Virtual endoscopy improves the effectiveness of lung biopsies

When lung cancer is suspected in a patient, physicians typically rely on imaging tests such as chest x-rays and computed tomography (CT) scans to diagnose and stage the disease. Obtaining a complete and accurate diagnostic picture is vital, since treatment decisions depend on information about a tumor’s size, type, location, stage, and aggressiveness. Often, minimally-invasive biopsies are performed to extract a sample of the suspicious lung lesion for analysis, by inserting a long, lighted tube (a bronchoscope, or in broader terms, an endoscope) into the patient’s airways to excise a small tissue sample.

Virtual Endoscopy
William Higgins

Matching endoscopic views in the lower lobe of a patient's left lung. The thin blue line represents the endoscope's path, starting from the trachea. In the virtual image (right), the blue arrow designates the optimal biopsy site. In the live video view (left), the silver tip at upper right is the biopsy needle.

Today’s imaging and surgical technology—such as high-definition CT scans and flexible fiberoptic endoscopes with real-time video equipment—represent significant advancements. Yet there are still problems to be solved regarding optimal endoscopy technique, says Bill Higgins, professor of electrical engineering and director of Penn State’s Multidimensional Image Processing Laboratory.

Explains Higgins, physicians are hamstrung by inefficient work tools. “They have the single CT scan up on the screen, but it doesn’t correspond to what they’re looking at through the bronchoscope,” he says. “One is a 2D video through the airways and the other is flat.” In order to check their position in advance of a biopsy, they have to verify their position with fluoroscopy, increasing x-ray exposure. While alternating between the three images as a guide, the bronchoscopist must advance the instrument via the trachea into the complex maze of airways in search of the suspicious mass. “They can get the lymph nodes pretty well,” says Higgins, “but tumors deep in the airways are hard to get to.”

Much depends on the bronchoscopist’s skill—“which varies greatly,” he notes—especially when biopsy sites are beyond the airway walls. In those cases, finding the right spot to insert the bronchoscope’s needle for a tissue sample can be “hit or miss,” Higgins adds. If the bronchoscopists lose their anatomic orientation during the procedure, they must pull the endoscope back through the airways to a recognizable landmark such as the main bifurcation (branching point) of the trachea and try again.

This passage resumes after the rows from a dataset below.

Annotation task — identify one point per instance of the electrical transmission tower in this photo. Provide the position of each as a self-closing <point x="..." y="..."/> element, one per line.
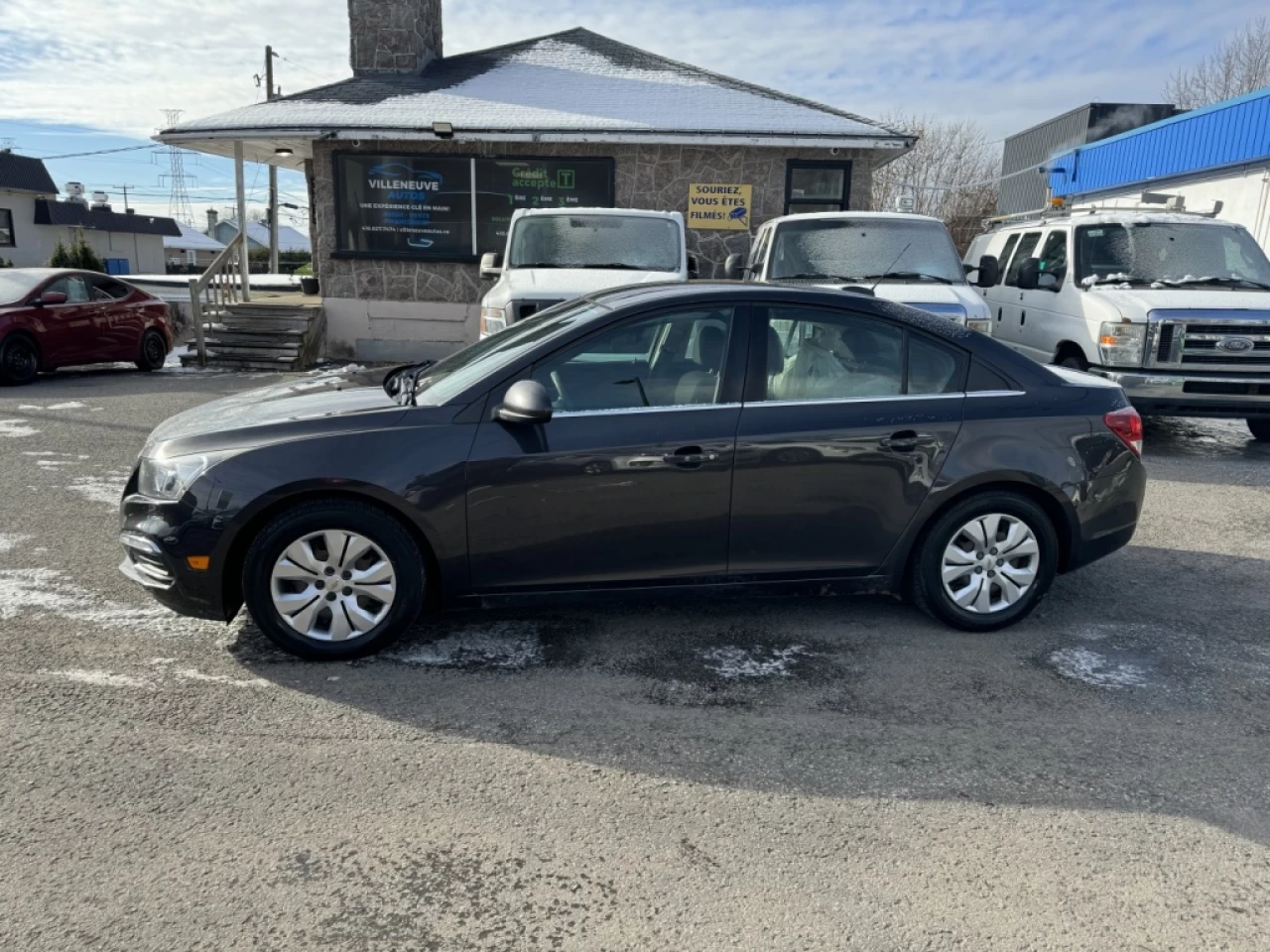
<point x="178" y="202"/>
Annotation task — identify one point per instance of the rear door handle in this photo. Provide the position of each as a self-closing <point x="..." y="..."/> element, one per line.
<point x="906" y="440"/>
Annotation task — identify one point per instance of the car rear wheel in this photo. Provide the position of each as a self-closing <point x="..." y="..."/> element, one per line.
<point x="154" y="350"/>
<point x="985" y="563"/>
<point x="331" y="580"/>
<point x="19" y="361"/>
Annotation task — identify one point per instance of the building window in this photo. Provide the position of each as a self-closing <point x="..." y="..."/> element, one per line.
<point x="817" y="186"/>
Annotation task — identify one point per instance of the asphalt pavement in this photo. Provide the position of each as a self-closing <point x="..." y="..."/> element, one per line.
<point x="699" y="774"/>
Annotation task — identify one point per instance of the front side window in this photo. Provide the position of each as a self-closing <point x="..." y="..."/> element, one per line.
<point x="72" y="286"/>
<point x="865" y="249"/>
<point x="817" y="186"/>
<point x="601" y="241"/>
<point x="1025" y="249"/>
<point x="1183" y="253"/>
<point x="670" y="359"/>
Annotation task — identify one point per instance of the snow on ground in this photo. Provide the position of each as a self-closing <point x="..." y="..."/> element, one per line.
<point x="13" y="429"/>
<point x="1092" y="667"/>
<point x="734" y="662"/>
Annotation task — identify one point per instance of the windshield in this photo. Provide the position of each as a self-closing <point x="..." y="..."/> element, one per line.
<point x="449" y="377"/>
<point x="851" y="249"/>
<point x="1169" y="252"/>
<point x="16" y="286"/>
<point x="624" y="241"/>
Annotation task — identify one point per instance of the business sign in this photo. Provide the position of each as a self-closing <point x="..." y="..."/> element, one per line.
<point x="720" y="207"/>
<point x="507" y="184"/>
<point x="452" y="208"/>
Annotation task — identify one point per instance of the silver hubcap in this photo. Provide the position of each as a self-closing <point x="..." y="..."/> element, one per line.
<point x="991" y="563"/>
<point x="333" y="585"/>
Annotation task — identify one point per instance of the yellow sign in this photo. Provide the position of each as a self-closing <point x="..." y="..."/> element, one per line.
<point x="721" y="207"/>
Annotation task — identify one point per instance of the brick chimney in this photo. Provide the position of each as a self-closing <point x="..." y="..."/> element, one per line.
<point x="393" y="36"/>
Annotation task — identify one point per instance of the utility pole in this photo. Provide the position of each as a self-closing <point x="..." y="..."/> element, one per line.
<point x="271" y="93"/>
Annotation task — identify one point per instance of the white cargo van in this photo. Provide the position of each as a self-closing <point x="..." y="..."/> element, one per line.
<point x="557" y="254"/>
<point x="1174" y="307"/>
<point x="905" y="258"/>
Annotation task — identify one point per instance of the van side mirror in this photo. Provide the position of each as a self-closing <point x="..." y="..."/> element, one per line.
<point x="1029" y="275"/>
<point x="526" y="402"/>
<point x="492" y="266"/>
<point x="989" y="272"/>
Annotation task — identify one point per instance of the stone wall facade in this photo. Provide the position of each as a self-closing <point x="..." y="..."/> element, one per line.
<point x="647" y="177"/>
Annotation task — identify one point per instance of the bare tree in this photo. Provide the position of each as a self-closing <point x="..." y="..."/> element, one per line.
<point x="952" y="175"/>
<point x="1237" y="66"/>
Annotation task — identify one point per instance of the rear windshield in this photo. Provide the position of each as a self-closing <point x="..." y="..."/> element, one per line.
<point x="16" y="285"/>
<point x="601" y="241"/>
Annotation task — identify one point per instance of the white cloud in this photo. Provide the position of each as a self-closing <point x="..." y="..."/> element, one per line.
<point x="1006" y="63"/>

Each successively smaller bifurcation of the airway tree—called a “generation” and assigned a number—becomes more difficult to navigate. Notes Higgins, “Studies at Penn State Hershey Medical Center have shown that by generation three, bronchoscopists are down to a 50 to 60 percent success rate. At generation four, it’s down to about 30 percent. It’s abysmal. They’re just lost.”

Higgins and his research group, including Hershey Medical Center pulmonologist Rebecca Bascom, are hoping to show them the way. Funded by the National Institutes of Health, the National Science Foundation, and the Whitaker Foundation, the team has developed and tested an interactive software program for 3D image processing and visualization called Virtual Navigator. Designed to interface with standard videobronchoscopy equipment, the software converts each patient’s CT scans into a virtual three-dimensional construction of their particular lung anatomy.

The system then uses techniques from computer graphics and computer vision to generate a detailed ‘procedure plan’—essentially a road map to particular tumors and nodules—prior to the bronchoscopy. “The computer procedure plan is directly linked to the bronchoscope procedure, through a live registration and fusion of the 3D CT data and bronchoscopic video,” Higgins explains. While performing the procedure, the doctor and technicians coordinate their surgical instruments with three-dimensional CT images as they explore the lungs by direct view through their endoscopes. This new approach provides physicians with significantly improved visual feedback and quantitative distance measures to help them decide how to maneuver the bronchoscope and where to insert the biopsy needle.

“Virtual endoscopy permits a level of precision and safety never before achieved in biopsying suspicious lung lesions and staging lung tumors,” says Higgins, who founded a company called Endographics Image Systems, Inc. in 2000 and has made applications to the U.S. Patent and Trademark Office.

Most importantly, says Higgins, initial results from trials led by Bascom at Hershey indicate that the variation in skill level between different physicians is greatly reduced by the system, and biopsy effectiveness is increased.